Last time around, it proved pretty disastrous ..... so why is Japan's Abe intent on repeating the dose?
Thursday 31st March 2016
Last time around, it proved pretty disastrous ..... so why is
Japan's Abe intent on repeating the dose?
ref :- "Abe's chance to scrap a self-defeating tax rise"
, the Financial Times, Editorial
The three-pronged stimulus package launched in 2012 by Japan's
PM Shinzo Abe, known as the "Three Arrows" , in theory
has quite a lot going for it beyond its catchy label. Something
pretty dramatic was plainly required to kickstart an economy that in Yen terms
had actually CONTRACTED between 1994 and 2012. An approach that
combined reflation through monetary policy, fiscal stimulus and sustained structural
reform made sense. Trouble is, if the thinking was right then the application
has been too half-hearted to be effective.
Desperately needed structural reform was always going to be a
long-term game, but progress so far has been patchy at best. As far as monetary
policy is concerned, January's surprise move to negative rates followed a
prolonged period since last summer which saw the Bank of Japan fail to act as
economic data weakened. And on the fiscal side ? Welcome fiscal stimulus in
2013 became fiscal contraction in 2014 when consumption tax was raised from 5%
to 8%, and the resultant weakening of demand pushed Japan into a recession from
which it has never fully recovered.
Now the plan is for consumption tax to be raised once more, up
to 10% next spring. Given the effects of the last tax rise, and the fact that
Japan is still struggling, on the face of it such a plan seems ...... well,
bonkers .
Not that in the wider scheme of things there aren't legitimate
reasons to want to increase government revenue. High levels of public debt and
deficits provoke genuine concern, and Japan's ageing population means that the
bills for healthcare and pensions will only get bigger. These issues will
indeed have to be tackled in robust fashion at some point in the future,
but that should wait until the economy is in a position of strength. To do so
now when the economy is weak would surely stifle demand still further and
condemn Japan to a longer period of low growth and stagnant prices. And as
the FT
points out, even from a fiscal point of view a tax rise would be
self-defeating. Reduced demand and zero inflation would put more pressure
on the government to stimulate the economy through ..... you've guessed
it, government spending. Now that's no way to bring down deficits.

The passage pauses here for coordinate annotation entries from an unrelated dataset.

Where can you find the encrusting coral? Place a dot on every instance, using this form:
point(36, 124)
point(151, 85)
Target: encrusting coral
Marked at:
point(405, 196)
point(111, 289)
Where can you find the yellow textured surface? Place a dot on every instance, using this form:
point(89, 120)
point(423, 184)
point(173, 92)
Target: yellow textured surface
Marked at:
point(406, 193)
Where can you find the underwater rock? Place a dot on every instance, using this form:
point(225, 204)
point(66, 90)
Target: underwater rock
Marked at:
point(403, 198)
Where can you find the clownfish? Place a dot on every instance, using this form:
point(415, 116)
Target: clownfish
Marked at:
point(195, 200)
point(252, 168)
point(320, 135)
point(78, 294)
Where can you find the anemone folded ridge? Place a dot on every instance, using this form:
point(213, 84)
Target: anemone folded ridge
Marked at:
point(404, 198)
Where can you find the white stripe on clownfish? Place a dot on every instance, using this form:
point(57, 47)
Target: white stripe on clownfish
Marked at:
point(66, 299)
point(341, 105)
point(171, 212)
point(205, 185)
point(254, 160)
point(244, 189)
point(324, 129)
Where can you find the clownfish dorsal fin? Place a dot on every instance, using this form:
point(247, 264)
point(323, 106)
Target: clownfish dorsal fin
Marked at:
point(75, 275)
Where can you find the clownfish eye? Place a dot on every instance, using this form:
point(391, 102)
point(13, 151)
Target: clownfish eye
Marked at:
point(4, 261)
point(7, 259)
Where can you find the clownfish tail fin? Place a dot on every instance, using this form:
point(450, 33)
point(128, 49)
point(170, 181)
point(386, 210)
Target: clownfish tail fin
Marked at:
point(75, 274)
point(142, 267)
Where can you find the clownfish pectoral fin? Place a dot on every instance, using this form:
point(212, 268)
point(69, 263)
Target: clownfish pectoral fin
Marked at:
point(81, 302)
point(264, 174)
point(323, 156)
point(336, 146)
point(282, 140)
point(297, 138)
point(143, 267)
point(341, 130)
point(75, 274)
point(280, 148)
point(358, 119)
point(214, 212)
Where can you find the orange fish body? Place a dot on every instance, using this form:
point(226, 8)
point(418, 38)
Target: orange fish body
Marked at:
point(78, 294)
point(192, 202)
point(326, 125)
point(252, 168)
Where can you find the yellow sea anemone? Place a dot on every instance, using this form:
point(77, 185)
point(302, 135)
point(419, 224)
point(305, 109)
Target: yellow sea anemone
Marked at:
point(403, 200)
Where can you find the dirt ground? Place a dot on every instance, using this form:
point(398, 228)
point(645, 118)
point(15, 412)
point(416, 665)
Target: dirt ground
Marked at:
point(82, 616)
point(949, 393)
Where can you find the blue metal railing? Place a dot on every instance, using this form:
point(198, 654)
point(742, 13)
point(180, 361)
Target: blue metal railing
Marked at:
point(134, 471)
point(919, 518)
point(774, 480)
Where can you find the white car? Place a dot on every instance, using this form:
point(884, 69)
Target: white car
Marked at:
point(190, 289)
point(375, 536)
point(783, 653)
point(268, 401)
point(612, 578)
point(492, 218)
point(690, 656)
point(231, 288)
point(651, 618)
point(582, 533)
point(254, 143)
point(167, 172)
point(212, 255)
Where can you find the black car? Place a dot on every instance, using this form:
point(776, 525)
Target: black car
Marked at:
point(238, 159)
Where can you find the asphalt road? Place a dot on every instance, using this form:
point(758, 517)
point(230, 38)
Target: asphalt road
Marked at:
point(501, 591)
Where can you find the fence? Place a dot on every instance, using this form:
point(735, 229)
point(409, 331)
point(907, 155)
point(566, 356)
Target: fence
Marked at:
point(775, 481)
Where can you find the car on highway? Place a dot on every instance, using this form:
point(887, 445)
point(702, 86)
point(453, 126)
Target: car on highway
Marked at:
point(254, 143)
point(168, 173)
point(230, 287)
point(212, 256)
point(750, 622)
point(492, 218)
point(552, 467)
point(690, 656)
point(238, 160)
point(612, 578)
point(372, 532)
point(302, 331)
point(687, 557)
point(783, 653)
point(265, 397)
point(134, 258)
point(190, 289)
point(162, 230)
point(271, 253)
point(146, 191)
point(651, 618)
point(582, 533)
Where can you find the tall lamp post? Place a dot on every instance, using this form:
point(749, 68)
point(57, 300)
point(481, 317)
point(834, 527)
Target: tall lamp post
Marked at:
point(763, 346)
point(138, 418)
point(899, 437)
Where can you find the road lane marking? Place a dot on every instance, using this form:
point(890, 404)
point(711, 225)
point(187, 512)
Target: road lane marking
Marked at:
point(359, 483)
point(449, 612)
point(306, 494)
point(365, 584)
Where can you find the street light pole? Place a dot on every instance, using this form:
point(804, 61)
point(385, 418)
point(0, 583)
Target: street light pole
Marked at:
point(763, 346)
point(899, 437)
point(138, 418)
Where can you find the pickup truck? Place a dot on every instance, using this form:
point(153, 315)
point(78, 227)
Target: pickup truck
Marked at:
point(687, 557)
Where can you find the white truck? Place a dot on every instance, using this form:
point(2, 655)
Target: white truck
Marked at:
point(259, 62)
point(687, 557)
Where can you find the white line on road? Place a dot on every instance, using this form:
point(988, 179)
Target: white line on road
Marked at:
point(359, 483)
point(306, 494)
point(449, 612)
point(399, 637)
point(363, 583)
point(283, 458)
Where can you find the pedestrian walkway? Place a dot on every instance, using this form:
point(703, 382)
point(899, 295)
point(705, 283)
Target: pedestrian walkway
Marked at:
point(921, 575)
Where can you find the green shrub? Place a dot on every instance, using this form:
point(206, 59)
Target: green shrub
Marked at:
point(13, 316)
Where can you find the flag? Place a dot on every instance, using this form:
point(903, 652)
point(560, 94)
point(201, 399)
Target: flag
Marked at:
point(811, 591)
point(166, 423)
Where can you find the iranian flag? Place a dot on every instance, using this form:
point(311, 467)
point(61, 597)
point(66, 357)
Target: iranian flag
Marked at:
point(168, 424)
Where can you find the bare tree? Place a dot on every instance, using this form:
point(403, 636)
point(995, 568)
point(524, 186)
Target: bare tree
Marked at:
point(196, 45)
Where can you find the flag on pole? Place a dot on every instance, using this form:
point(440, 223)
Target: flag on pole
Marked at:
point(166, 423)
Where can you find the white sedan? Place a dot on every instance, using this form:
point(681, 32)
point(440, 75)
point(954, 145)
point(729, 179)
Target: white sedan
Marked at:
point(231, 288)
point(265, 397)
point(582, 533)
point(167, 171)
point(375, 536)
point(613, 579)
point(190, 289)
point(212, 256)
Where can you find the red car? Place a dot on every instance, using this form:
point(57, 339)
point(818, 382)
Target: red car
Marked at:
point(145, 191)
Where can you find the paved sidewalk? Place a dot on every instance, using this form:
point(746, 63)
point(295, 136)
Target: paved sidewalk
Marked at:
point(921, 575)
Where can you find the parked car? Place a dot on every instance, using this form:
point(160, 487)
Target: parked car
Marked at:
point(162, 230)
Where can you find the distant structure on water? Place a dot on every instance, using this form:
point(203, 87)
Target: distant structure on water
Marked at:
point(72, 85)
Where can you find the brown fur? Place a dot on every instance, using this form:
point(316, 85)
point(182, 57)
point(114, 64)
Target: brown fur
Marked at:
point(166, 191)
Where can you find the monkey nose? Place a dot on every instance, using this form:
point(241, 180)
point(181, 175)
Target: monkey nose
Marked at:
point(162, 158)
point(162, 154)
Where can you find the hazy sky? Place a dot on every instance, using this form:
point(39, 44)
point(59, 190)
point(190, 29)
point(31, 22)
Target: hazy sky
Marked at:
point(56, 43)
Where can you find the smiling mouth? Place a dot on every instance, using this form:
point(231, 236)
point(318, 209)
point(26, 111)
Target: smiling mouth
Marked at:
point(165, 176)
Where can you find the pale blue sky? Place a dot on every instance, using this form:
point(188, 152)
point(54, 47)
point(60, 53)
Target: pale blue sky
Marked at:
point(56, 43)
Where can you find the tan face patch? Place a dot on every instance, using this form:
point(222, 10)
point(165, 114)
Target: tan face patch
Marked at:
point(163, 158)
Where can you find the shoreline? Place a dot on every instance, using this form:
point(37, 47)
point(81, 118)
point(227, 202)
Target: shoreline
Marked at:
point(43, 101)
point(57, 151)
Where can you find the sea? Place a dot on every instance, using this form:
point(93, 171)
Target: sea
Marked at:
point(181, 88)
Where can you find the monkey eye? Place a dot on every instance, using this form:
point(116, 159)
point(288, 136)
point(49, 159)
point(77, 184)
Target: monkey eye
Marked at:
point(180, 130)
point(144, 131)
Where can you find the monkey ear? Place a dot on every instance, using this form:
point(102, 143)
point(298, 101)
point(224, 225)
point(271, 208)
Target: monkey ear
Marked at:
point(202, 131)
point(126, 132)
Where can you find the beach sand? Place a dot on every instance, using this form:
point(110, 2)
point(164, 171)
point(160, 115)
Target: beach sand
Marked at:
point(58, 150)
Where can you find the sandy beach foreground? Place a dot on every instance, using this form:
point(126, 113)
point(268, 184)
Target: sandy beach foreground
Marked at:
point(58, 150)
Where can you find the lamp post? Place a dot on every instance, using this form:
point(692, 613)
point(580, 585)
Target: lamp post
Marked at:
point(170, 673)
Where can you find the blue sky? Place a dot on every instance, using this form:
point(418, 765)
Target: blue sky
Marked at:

Mr Abe has already postponed the tax hike once and
now insists that it will be enforced next April, but it's difficult to
know whether to take his statements as gospel. He is said to be readying a new
fiscal stimulus package, has called for spending in this year's budget to be
brought forward and has been consulting with Nobel laureate
economists Stiglitz and Klugman who, on all known form, are very unlikely to be
advising tax hikes at this difficult time. None of these are the actions a man
intent on tackling deficits above anything else. There's a suspicion that he
might use the occasion of hosting the G7 meeting in May this year to announce a
postponement of the rise, which would be welcomed by the Japanese people, and
take advantage of the new-found popularity to call for snap elections. That
might be a bit sneaky for some tastes if it's true, but if it helps to get
Japan back on the straight and narrow, who cares?